The shopping scenario was: “Your plan is to buy (a new vs. the best) photo-camera from this website for under 300 Euro”. The scenario informed participants that they could choose to buy any product that fits in the budget and preferences; also, as in real life, they could decide to increase the pre-set budget up to 340 Euros if they thought necessary. The complete task scenario is presented in appendix C.

4.2.4. Measuring choice conflicts

We used the following method adapted from Odekerken-Schröder and Wetzels (2003), to measure choice conflicts: the number of product evaluations weighted by the perceived decision difficulty during the shopping session.

We observed in the exploratory study that the difficulty to make a decision varied with the experienced superficial choice conflict. In other words, when consumers scanned fast the list of available products they reported difficulty making a decision. Hence, in the experimental study we used repeated measurements at fixed points in time for capturing and measuring a similar variation of decision difficulty during the shopping session. A single item question was used “up until now, how difficult has it been for you to choose one of the available alternatives” (7 points semantic differential, 1=very easy, 7=very difficult). The question was presented in a modal popup dialog which required user input to continue.
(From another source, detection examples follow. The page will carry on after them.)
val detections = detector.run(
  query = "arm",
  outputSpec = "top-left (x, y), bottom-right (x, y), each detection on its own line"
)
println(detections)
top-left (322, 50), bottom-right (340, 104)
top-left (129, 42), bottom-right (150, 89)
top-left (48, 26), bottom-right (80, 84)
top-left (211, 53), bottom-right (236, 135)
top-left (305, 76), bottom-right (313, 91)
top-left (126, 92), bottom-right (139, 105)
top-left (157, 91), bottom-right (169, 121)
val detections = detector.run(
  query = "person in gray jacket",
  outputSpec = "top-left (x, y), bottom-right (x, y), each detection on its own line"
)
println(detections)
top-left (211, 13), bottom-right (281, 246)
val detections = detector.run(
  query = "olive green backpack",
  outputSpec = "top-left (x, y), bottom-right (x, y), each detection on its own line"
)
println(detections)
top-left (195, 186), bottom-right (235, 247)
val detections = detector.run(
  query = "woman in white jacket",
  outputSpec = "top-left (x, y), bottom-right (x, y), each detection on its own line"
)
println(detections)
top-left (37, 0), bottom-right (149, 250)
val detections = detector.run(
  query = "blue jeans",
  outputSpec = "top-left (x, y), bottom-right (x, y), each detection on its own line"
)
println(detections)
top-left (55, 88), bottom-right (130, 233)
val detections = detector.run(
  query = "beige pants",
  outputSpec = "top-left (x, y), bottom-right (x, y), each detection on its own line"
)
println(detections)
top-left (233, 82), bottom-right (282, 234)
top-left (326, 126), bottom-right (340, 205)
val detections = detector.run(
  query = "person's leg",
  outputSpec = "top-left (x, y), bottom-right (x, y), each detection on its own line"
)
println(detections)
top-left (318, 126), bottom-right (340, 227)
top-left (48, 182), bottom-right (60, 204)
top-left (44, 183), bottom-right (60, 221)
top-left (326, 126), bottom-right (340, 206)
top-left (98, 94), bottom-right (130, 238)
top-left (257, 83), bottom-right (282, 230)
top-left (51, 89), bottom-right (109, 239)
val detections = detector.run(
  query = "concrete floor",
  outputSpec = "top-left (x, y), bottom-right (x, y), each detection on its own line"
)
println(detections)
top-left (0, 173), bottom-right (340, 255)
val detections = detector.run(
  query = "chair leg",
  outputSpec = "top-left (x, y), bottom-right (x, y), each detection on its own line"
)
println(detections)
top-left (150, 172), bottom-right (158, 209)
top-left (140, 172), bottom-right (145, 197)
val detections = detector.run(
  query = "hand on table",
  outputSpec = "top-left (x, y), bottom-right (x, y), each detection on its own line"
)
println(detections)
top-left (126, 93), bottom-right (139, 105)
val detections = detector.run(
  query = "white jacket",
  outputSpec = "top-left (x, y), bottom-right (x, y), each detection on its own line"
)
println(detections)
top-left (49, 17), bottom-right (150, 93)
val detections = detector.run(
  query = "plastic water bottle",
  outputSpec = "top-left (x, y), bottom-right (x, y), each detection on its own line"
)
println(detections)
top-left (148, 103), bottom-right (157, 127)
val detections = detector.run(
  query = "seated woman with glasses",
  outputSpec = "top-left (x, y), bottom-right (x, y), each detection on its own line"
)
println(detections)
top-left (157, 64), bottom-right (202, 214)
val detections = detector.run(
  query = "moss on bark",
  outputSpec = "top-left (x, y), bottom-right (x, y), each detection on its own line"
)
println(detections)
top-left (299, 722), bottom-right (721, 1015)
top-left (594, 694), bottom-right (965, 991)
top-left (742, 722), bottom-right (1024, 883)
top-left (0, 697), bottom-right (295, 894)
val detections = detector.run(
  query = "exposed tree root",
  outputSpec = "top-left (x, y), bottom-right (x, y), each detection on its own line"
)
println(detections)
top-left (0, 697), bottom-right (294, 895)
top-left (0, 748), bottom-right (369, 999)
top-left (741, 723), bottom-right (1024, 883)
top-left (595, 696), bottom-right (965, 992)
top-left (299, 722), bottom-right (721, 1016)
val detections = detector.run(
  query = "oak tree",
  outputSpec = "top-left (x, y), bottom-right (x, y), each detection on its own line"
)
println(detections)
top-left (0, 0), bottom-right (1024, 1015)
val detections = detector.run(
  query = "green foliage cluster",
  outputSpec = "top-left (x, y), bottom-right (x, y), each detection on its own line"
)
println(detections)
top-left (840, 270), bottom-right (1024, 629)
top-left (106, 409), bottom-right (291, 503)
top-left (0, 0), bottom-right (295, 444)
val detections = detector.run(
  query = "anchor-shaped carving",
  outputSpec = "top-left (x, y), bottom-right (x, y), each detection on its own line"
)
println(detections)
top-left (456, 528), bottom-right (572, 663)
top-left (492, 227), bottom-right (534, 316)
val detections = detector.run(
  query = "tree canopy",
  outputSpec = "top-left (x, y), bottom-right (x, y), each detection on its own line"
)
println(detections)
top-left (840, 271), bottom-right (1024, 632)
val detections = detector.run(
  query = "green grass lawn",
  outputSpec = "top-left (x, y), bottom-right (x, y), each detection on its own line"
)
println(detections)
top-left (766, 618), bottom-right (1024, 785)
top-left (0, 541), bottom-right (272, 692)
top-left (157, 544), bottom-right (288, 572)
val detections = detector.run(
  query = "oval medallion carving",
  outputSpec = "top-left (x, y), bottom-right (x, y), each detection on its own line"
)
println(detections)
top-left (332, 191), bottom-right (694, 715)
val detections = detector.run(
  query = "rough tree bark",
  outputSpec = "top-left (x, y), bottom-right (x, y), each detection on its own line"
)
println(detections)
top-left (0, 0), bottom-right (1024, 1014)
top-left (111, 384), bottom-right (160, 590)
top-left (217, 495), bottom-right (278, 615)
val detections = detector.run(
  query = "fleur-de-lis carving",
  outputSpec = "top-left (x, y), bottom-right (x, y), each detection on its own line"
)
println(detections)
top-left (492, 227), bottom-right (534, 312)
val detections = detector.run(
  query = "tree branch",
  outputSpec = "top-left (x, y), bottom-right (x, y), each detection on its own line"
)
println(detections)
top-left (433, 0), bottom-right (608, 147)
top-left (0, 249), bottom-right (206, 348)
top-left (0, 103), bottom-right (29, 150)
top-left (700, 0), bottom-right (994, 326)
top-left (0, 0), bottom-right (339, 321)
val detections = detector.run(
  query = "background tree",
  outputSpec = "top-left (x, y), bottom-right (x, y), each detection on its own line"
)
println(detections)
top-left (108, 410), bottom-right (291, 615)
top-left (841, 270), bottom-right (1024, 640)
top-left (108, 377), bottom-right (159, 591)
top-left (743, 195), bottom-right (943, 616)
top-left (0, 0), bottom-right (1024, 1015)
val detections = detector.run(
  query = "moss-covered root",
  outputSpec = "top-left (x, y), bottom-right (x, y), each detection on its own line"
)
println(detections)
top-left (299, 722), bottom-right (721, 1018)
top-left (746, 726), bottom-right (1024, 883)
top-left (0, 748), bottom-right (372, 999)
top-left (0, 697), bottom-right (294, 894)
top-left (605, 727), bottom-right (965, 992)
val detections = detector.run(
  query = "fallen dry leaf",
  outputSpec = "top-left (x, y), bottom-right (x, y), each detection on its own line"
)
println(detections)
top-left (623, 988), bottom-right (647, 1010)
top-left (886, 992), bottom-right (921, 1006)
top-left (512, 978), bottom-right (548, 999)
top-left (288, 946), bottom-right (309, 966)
Using the recommendations from Chan et al. (2004) in order to maintain the efficacy of the popup method, the maximum number of popups per shopping session was restricted to 7. From the exploratory study we observed that a typical shopping session lasted around 15 minutes. As such, the repeated measures were made at constant time intervals of 2 minutes.

4.2.5. Measuring Maximizing Tendency

The findings of the exploratory study indicate that a maximizing tendency is not a unidimensional bipolar construct, tending to maximize at the upper end and satisfice at the lower. In the exploratory study we observed that participants manifested a maximization behavior while their individual maximizing tendency measured on the Maximization Tendency Scale (Highhouse et al., 2008) was to satisfice. This suggests that maximization and satisficing are two separate dimensions, in line with Rim et al. (2011). Therefore we used the Maximization Inventory scale developed by

35 Turner et al. (2012) in the main experiment, as this measures the satisficing tendency separately. the Maximization Inventory scale has 34 items which measure three subscales:

- Satisficing tendency (10 items, α=.73), i.e. “I usually try to find a couple of good options and then choose between them”

- Alternative search (12 items, α=.83), i.e. “I take the time to consider all alternatives before making a decision.”

- Decision difficulty (12 items, α=.85), i.e. “I usually have a hard time making even simple decisions.”

All items are 7 points Likert scales, “Strongly disagree-Strongly agree”. The total score for maximizing tendency is computed as the summated score of decision difficulty and alternative search.